Natural Language Processing (NLP) is concerned with machine-human collaboration. It 
helps computers read, interpret, and understand the human language so that machines 
can carry our repetitive and high-volume tasks. It is the field of Artificial Intelligence (AI) 
that focuses on quantifying human language to make it intelligible to machines by 
combining the power of linguistics and computer science to study the rules and structure
of language and create intelligent systems.

### Problem Statement:
Using NLP we can easily analyse any given text. The steps involved for such an analysis are 
tokenization, pre processing each word and then finally vectorising each of them. One of the 
most common and easy to implement vectorisation algorithm is BoW. Using BoW and NLTK 
for processing, implement a simple spam filter that marks all the spam texts as dangerous

### Procedure:
- import libraries
- Data Preparation
- Text Preprocessing
- Create Bag-of-Words(Bow) Vectors
- Training the Model
- Classify New Message


### Importing Libraries

In [3]:
import nltk
import string
from nltk.corpus import stopwords
from nltk.tokenize import word_tokenize
from sklearn.feature_extraction.text import CountVectorizer
from sklearn.naive_bayes import MultinomialNB

### Data Preparation:
Preparing the dat with both spam and non-spam(ham) messages

In [4]:

messages = [
    ("Win a free iPhone now!", "spam"),
    ("Hey, how's it going?", "ham"),
    ("Congratulations, you've won a prize!", "spam"),
    ("Can we meet tomorrow?", "ham"),
]


### Text Preprocessing

In [7]:
nltk.download('punkt')
nltk.download('stopwords')

def preprocess_text(text):
    # Tokenization
    words = word_tokenize(text.lower())
    
    # Removing punctuation and stopwords
    words = [word for word in words if word.isalpha() and word not in stopwords.words('english')]
    
    return ' '.join(words)

# Preprocess messages
preprocessed_messages = [(preprocess_text(text), label) for text, label in messages]
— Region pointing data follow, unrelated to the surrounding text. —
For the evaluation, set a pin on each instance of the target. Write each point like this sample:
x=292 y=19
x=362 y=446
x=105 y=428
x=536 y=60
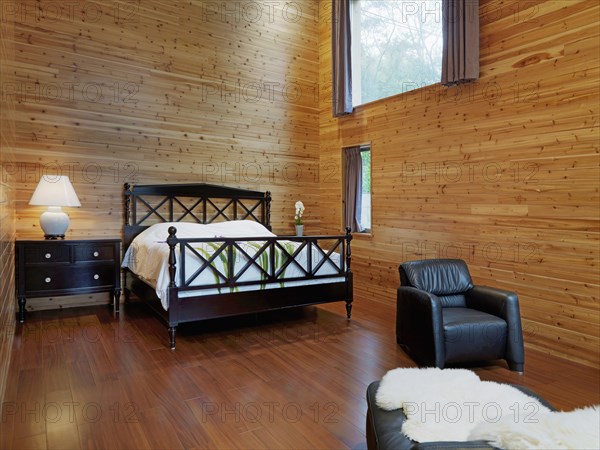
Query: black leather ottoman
x=383 y=427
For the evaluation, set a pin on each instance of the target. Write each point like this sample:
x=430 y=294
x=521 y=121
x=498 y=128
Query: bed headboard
x=148 y=204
[nltk_data] Downloading package punkt to /usr/share/nltk_data...
[nltk_data]   Package punkt is already up-to-date!
[nltk_data] Downloading package stopwords to /usr/share/nltk_data...
[nltk_data]   Package stopwords is already up-to-date!
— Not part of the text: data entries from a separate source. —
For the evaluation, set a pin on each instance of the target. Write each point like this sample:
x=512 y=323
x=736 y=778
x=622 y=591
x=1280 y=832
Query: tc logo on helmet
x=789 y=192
### Creating Bag-of-Words(BoW)Vectors:
Converting the preprocessed text data into BoW vectors using 'CountVectorizer' from scikit-learn

In [9]:
# Create the BoW vectors
vectorizer = CountVectorizer()
X = vectorizer.fit_transform([message for message, label in preprocessed_messages])

### Training the Model: Train a Naive Bayes Classifier using the BoW Vectors.

In [10]:
# Prepare labels
y=[label for message,label in preprocessed_messages]

# Train a Naive Bayes Classifier
classifier=MultinomialNB()
classifier.fit(X,y)

### Classify a new message

In [12]:
def classify_message(text):
    preprocessed_text = preprocess_text(text)
    vectorized_text = vectorizer.transform([preprocessed_text])
    prediction = classifier.predict(vectorized_text)
    return prediction[0]

### Test the classifier

In [13]:
# Test the classifier
new_message = "Congratulations, you've won $1000!"
classification = classify_message(new_message)
if classification == "spam":
    print("This message is marked as spam.")
else:
    print("This message is not spam.")


This message is marked as spam.